By Anna Truong ’16
Dr. Herand Markarian, writer and professor at St. Nersess Armenian Seminary, presented the annual Historical Society presentation titled The 20th Century, the Age of Genocide and the 21st Century, the Age of Denial, on March 31, in the courtroom, as a commemoration of the 100th anniversary of the Armenian genocide.
The Armenian Genocide presentation was attended by many of Midwood’s faculty such as Dr. George Hero, Mr. Eric Jhanji, Ms. Edith Roberts, Ms. Margaret Murphy and librarian Mrs. Arlene Morales. Along with the teachers were students who belonged to their classes as well as other students who were interested.
This presentation focused mainly on the brutal treatment of the Armenian people, and the denial by the Turkish government of such an event.

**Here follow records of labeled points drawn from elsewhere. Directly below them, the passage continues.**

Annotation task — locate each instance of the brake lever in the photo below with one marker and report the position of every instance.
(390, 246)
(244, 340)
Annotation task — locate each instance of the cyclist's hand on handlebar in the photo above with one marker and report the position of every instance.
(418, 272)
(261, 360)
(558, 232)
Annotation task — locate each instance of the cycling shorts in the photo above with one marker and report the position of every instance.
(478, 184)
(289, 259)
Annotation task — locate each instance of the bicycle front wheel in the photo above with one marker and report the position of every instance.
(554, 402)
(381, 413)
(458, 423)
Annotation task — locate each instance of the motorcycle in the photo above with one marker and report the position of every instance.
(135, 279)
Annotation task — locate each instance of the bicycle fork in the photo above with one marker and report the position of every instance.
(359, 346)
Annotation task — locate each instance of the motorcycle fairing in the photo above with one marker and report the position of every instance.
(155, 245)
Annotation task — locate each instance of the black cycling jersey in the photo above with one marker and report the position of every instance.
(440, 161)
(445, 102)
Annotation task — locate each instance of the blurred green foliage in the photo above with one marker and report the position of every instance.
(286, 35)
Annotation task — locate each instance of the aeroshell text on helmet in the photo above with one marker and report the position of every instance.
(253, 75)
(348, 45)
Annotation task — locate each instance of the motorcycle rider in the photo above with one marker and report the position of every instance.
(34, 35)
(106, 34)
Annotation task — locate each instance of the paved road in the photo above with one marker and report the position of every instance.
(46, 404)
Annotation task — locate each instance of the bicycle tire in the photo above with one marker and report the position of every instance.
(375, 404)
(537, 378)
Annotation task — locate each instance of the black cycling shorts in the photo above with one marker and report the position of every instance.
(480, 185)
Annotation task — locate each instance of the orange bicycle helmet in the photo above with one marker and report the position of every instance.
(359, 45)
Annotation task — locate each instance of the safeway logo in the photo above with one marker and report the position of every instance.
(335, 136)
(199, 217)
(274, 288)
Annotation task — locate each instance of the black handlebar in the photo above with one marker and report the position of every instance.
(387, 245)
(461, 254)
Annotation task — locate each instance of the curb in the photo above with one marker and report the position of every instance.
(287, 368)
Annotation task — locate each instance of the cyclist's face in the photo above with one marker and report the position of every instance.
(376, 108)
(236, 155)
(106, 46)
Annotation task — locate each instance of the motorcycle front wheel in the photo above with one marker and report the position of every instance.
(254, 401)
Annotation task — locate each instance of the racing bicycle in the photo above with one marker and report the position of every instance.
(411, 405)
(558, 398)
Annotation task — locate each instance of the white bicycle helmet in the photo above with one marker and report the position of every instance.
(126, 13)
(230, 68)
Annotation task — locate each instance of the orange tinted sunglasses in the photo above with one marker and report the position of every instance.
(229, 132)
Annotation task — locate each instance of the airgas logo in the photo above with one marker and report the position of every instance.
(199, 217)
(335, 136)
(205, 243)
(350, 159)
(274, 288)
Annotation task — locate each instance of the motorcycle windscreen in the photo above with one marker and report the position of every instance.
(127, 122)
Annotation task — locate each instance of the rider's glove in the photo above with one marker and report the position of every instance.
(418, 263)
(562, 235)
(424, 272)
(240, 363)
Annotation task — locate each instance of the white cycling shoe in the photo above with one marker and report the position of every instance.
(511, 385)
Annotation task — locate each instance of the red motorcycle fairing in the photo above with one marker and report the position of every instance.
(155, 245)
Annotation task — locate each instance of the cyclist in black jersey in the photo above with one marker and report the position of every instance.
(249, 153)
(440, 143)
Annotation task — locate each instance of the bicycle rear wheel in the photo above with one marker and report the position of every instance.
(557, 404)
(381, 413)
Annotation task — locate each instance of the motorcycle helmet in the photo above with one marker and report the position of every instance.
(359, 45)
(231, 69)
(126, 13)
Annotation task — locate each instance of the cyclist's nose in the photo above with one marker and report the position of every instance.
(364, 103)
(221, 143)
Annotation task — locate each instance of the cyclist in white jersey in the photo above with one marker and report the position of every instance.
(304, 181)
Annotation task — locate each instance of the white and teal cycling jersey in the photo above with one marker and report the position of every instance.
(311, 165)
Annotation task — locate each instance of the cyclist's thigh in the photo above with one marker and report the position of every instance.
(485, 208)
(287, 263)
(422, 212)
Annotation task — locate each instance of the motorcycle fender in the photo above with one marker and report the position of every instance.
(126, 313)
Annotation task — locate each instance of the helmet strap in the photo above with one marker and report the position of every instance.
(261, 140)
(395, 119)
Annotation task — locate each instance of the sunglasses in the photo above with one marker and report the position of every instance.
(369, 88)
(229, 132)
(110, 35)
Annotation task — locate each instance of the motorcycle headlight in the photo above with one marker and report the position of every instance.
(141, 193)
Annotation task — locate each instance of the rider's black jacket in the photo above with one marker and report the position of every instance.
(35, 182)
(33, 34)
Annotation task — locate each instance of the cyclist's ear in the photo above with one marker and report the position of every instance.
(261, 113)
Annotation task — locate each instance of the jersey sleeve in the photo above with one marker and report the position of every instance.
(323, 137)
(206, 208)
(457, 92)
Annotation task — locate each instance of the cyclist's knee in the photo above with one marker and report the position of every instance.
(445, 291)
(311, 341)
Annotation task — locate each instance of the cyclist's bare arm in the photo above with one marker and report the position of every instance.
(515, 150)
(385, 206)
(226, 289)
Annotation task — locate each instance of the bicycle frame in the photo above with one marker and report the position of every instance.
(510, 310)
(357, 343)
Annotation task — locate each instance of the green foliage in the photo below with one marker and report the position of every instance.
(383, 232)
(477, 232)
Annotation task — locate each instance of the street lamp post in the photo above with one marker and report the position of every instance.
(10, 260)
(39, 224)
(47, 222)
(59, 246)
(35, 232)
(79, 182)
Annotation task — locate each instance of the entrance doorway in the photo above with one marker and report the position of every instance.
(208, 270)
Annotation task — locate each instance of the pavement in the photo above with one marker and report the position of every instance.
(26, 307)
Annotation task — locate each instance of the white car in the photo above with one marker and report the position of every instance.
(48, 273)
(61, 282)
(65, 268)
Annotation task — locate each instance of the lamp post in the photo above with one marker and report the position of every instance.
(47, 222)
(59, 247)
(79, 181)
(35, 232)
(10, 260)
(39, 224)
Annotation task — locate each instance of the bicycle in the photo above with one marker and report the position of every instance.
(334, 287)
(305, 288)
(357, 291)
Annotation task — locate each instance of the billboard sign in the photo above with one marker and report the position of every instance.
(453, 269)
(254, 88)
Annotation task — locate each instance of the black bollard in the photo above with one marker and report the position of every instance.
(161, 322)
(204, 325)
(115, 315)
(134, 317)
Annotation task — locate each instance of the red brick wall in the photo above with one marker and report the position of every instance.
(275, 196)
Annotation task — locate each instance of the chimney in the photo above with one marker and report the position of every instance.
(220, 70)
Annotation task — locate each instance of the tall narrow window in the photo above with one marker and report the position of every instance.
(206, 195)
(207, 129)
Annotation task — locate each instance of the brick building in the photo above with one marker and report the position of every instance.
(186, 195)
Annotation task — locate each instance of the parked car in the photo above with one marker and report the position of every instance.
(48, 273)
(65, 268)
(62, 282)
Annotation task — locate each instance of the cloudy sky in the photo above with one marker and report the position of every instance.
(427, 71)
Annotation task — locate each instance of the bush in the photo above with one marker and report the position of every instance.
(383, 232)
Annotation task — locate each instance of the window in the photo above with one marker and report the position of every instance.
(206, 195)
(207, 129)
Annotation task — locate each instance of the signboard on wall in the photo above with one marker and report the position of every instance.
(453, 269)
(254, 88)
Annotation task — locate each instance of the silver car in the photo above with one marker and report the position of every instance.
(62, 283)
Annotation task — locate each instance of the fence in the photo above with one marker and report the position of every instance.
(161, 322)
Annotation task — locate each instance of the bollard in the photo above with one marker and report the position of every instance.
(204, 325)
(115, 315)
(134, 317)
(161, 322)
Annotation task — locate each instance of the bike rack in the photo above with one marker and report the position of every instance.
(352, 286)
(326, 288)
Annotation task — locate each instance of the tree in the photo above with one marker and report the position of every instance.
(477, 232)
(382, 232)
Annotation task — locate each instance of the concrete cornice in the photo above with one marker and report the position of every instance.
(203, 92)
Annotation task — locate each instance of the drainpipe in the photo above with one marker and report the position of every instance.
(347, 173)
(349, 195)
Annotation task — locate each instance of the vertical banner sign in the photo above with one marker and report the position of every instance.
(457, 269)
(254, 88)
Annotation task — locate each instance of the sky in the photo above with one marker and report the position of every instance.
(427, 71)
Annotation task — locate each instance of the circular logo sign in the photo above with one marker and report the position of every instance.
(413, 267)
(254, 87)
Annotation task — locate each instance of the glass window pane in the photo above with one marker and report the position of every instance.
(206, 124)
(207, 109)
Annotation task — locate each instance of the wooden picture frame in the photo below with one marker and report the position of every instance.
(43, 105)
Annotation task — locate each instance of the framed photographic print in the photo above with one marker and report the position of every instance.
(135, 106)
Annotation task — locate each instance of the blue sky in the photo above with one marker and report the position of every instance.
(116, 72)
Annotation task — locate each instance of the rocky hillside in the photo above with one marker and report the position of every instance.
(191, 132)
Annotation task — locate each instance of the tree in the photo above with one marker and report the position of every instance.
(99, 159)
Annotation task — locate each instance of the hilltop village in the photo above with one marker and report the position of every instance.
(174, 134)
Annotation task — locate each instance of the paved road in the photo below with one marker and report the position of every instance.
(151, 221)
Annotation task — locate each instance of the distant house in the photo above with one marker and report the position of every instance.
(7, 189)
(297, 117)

“Unfortunately, it is a terrible habit we have of killing each other and, as our speaker is going to point out to you, one of the biggest aids that genocides have is peoples’ horrible inclination to forget,” said Dr. Hero. “When you remember something, it’s much harder for these guys to get away with these kinds of things.”
Governments have used many different reasons to enforce genocides as policies over the years and it has only gotten worse. This commemoration of the Armenian Genocide, which started in 1915 and lasted until 1922, is important mainly because the modern government of Turkey still denies the occurrence of this atrocity. They have gone to the extent of deliberately drawing international attention away from this genocide by moving the commemoration of the Battle of Gallipoli to April 24, the same day as the commemoration of the Armenian Genocide.
“There has not been any government that came to power and used genocide that openly admitted to it unless they were caught red handed, like the way the Nazi’s were and they still try to deny it,” said Dr. Hero.
Similar to many genocides, the first people to be killed in the Armenian genocide were the intellectuals, the thinkers of the society, the people who instilled ideas and guided the people. Next were the laborers, who were also considered the fighters of the society. Lastly, the most vulnerable were the women and the children. Most women and children became slaves. They were marked with scars on their face as an indication of being Armenian as well as a symbol of being property and some were raped.
If women refused to convert religions, they were stripped of their clothes and crucified for the public to see. If anyone did not speak Turkish, their tongues would be sliced off.
During the presentation, Dr. Markarian shared a heart-wrenching story about a granddaughter who asked her grandmother what her story was. The story goes, when she was 8 years old she travelled with her mother, who was carrying her baby brother on her back. While traveling, she all of the sudden saw blood streaming down from her baby brother’s back. It turns out he was shot and killed. The mother and the girl buried the baby. The 8-year-old girl carried this story along with her up to the age of 105. Up until 1996 or 1997, whenever she would think about the genocide, she would shiver like a baby, she would sit down and cry, “they’re coming, there they are, they’re coming”.
Dr. Markarian said, “You know how I know this? I lived with her. She is my mother.”
To end his presentation, Dr. Markarian shared a quote from philosopher John Donne, “Any man’s death diminishes me, because I am involved in mankind, and therefore never send to know for whom the bell tolls, it tolls for thee.”
“The path of a generation is to reverse the bad things that happened in the past,” said Dr. Markarian. “The 21st century is your century. In order for you to make this life for all of us, regardless of nationality or race, if we don’t work together, we won’t think about the past and we can’t move forward. This is as basic as 1 plus 1 equals 2.”